China Cracks Down on "Small Gold Mines"

Published: 2009-05-13

Cover News, page 17, Issue 418, May 11
Translated by Liu Peng
Original article: [Chinese]

China recently launched a campaign to crack down on "small gold mines" - that is, secret slush funds containing public money that has been siphoned off by government organs and other public institutions.

The exact number and size of these illegal accounts remains a mystery. Sun Baohou, Auditor-in-Chief at the National Audit Office (NAO) once remarked that it's almost impossible to know just how many exist in China.

However, he went on to estimate that government organs and public institutions might lock away 82.7 billion yuan in secret accounts every year.

Others speculated that the figure may be as high as 500 billion yuan a year, which corresponds to about 5% of national gross domestic product (GDP).

From 1998 to 2006, the NAO unearthed 140.6 billion yuan stored in illegal slush funds.

A directive on regulating and inspecting these slush funds was jointly issued by the Central Commission for Discipline Inspection of the Communist Party of China, the Ministry of Supervision, the Ministry of Finance and the NAO in late April.

This is the twelfth time since the 1980's that China has launched a crackdown on slush funds.

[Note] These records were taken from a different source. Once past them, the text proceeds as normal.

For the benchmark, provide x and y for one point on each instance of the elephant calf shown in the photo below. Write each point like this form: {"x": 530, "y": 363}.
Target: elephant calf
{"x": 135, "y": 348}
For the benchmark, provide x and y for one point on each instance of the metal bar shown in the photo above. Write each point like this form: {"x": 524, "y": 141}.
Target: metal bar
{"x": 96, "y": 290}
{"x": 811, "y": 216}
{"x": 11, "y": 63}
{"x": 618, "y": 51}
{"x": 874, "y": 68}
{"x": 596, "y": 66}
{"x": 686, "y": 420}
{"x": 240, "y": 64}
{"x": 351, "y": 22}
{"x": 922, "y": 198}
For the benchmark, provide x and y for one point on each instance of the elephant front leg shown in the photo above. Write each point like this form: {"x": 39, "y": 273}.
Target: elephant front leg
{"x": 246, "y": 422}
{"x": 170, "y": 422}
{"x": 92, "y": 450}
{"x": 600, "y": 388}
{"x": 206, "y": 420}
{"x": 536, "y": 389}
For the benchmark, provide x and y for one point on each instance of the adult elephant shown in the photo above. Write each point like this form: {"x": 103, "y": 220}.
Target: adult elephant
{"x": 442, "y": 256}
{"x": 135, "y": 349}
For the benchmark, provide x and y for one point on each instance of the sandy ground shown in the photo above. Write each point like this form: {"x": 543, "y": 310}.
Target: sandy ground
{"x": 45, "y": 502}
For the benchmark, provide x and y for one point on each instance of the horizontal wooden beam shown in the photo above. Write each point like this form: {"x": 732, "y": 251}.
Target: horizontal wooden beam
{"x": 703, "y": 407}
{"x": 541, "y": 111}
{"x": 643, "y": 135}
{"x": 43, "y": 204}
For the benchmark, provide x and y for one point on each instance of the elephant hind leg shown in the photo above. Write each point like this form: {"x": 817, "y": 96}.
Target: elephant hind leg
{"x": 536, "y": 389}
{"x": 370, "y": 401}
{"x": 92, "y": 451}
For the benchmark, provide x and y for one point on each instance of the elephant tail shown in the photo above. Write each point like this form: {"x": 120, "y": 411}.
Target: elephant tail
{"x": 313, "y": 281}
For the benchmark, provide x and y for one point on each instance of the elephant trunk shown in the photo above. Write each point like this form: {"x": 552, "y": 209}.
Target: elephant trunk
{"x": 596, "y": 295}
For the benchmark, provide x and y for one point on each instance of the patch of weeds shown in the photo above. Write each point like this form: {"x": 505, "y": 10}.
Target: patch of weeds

The campaign is expected to last for 8 months.

The directive offers whistle-blowers a reward of up to 100,000 yuan for information leading to the uncovering of secret accounts containing embezzled money.

The Economic Observer learned that the State Administration of Forestry began an internal investigation of its accounts on May 11.

However, some still doubted the efficacy of the project, observing that central authorities lacked the resources required to do a full audit and therefore most administrative units would only be asked to report on themselves.